On Heroes and Tombs: Analysis of Major Characters

Author: Ernesto Sábato

First published: Sobre héroes y tumbas, 1961 (English translation, 1981)

Genre: Novel

Locale: Buenos Aires and Patagonia, Argentina

Plot: Psychological realism

Time: 1953–1955

Martín del Castillo (mahr-TEEN dehl kahs-TEE-yoh), the sensitive young man whose relationship with the mysterious Alejandra Vidal Olmos provides the focus of the book. Martín, seventeen years old when he meets Alejandra in 1953, hates his mother and has no respect for his father; he lives on his own, in poverty. Until he meets Alejandra, he regards women as either pure and heroic or as gossiping deceivers. He has some weeks of happiness with Alejandra, but his enigmatic lover finally casts him aside brutally. His attraction to her is like the fascination exerted by a dark abyss, and she takes him to the verge of suicide. His attempt, with Bruno's help, to heal himself and to understand what has happened to him and to Alejandra provides the intellectual problem of the novel.

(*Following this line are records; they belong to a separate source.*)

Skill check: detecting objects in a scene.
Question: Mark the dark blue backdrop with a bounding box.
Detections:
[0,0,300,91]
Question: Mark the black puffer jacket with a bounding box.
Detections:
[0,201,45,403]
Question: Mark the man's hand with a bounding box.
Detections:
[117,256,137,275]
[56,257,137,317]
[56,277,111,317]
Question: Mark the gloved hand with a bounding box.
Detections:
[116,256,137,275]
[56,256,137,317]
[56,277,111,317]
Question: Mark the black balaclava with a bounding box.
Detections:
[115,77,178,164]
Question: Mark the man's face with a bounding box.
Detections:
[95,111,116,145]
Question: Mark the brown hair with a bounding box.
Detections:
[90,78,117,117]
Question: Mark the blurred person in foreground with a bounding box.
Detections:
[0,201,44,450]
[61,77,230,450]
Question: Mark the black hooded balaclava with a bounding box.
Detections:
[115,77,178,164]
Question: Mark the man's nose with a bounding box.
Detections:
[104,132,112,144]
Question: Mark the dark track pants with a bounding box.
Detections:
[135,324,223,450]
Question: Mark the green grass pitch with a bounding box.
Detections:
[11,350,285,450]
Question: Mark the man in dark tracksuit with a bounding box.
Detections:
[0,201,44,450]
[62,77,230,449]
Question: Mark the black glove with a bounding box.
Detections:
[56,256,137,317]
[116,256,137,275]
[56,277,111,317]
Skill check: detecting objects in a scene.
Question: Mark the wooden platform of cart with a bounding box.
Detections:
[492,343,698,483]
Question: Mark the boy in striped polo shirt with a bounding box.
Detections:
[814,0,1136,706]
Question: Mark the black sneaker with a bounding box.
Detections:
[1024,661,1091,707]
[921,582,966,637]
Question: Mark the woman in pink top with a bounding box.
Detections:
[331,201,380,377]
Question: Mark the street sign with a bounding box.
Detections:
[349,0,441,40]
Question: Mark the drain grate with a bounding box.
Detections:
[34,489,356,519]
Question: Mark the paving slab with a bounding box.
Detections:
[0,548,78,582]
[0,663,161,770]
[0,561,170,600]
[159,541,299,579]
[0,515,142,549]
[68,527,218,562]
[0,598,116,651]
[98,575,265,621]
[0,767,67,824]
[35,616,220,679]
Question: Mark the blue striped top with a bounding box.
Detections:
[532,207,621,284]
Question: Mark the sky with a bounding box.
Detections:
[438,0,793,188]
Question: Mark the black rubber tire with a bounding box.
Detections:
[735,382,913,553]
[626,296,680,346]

Alejandra Vidal Olmos (ah-leh-HAHN-drah vee-DAHL OHL-mohs), the daughter of a decayed branch of an old family of the Argentine oligarchy. Alejandra is eighteen years old when she meets Martín and is an exotic beauty: She has long black hair with reddish tones, dark gray-green eyes, a pale face, a large mouth, and high cheekbones. She is a mysterious figure, exerting an almost occult influence on Martín. He never understands her puzzling personality and enigmatic lifestyle. She lives in the old family home, once a mansion but now a ruin located in an area of factories and tenements. Her family is lost in a time warp. Its members possess the manners and memories of the old Argentina; their aristocratic gentility only brings ruin in the materialistic modern world. Alejandra realizes that her family lives in a world that no longer exists, yet she detests the new Argentine elite. Alejandra's beauty is vitalized by violent movements and shifts of personality, from laughing lightheartedness to cruelty and anger, from self-hatred to ennui and remoteness. Martín finally understands that she is locked into an incestuous relationship with her father. In June, 1955, she kills her father with a gun and then commits suicide by setting fire to the family home.

Fernando Vidal Olmos, Alejandra's father. Fernando is fifty-five years old in 1955, with a hard, powerful, handsome face; white hair; and mysterious beauty. Alejandra is his daughter by Georgina, his first cousin, who is a carbon copy of both his mother and his daughter. His relationship with everyone is marked by cruelty and lack of affection. Bruno, who has known him and his family since they were children together, describes him as alienated from everything most people consider to be the real world and says that part of his madness is that of Argentina pushed to the extreme. Fernando's obsessions dominate his life. He narrates the third part of the book, “Report on the Blind,” which takes the reader into the mind of the paranoid madman. He has been obsessed by blindness from the days of his youth, when he blinded birds with a needle. He believes that the world is controlled by a secret sect of the blind; that nothing happens by accident; and that the blind spy, persecute, and determine everyone's destiny.

Bruno Bassán (bahs-SAHN), an unpublished writer from a prosperous family. Bruno, a pensive man with a gentle, ironic air, grew up with Fernando and Georgina, whom he loved. He provides the philosophic comments of the book (life is lived as a rough draft without a chance to rewrite, he says), helps Martín understand the nature of the trauma of his relationship with Alejandra, and helps Martín reconcile himself to the inevitable tragedies of the doomed Vidal and Olmos families. While Bruno experiences and describes the meaninglessness of existence, he regards hope as concomitant with despair; if humans are condemned to despair, they are armed with hope.

Uncle Bebe (beh-BEH), Grandfather Pancho (PAHNchoh), and Aunt Escolástica (ehs-koh-LAHS-tee-kah), members of Alejandra's family, representing Argentina's past and the madness inherent in the Argentine character pushed to the extreme. Uncle Bebe, a gentle madman, wanders through the crumbling mansion playing a clarinet. Grandfather Pancho, ninety-five years old, lives entirely in the past, endlessly repeating stories of the wars in early Argentine history. Escolástica was a mad recluse. In 1852, during the civil wars, Escolástica's father was killed by his enemies, who threw his head into his family's parlor. Her mother died of shock, and Escolástica seized the head and fled to the garret. She lived with the head, never leaving the room, until she died in 1932. The family still has the head in its possession when Martín meets Alejandra.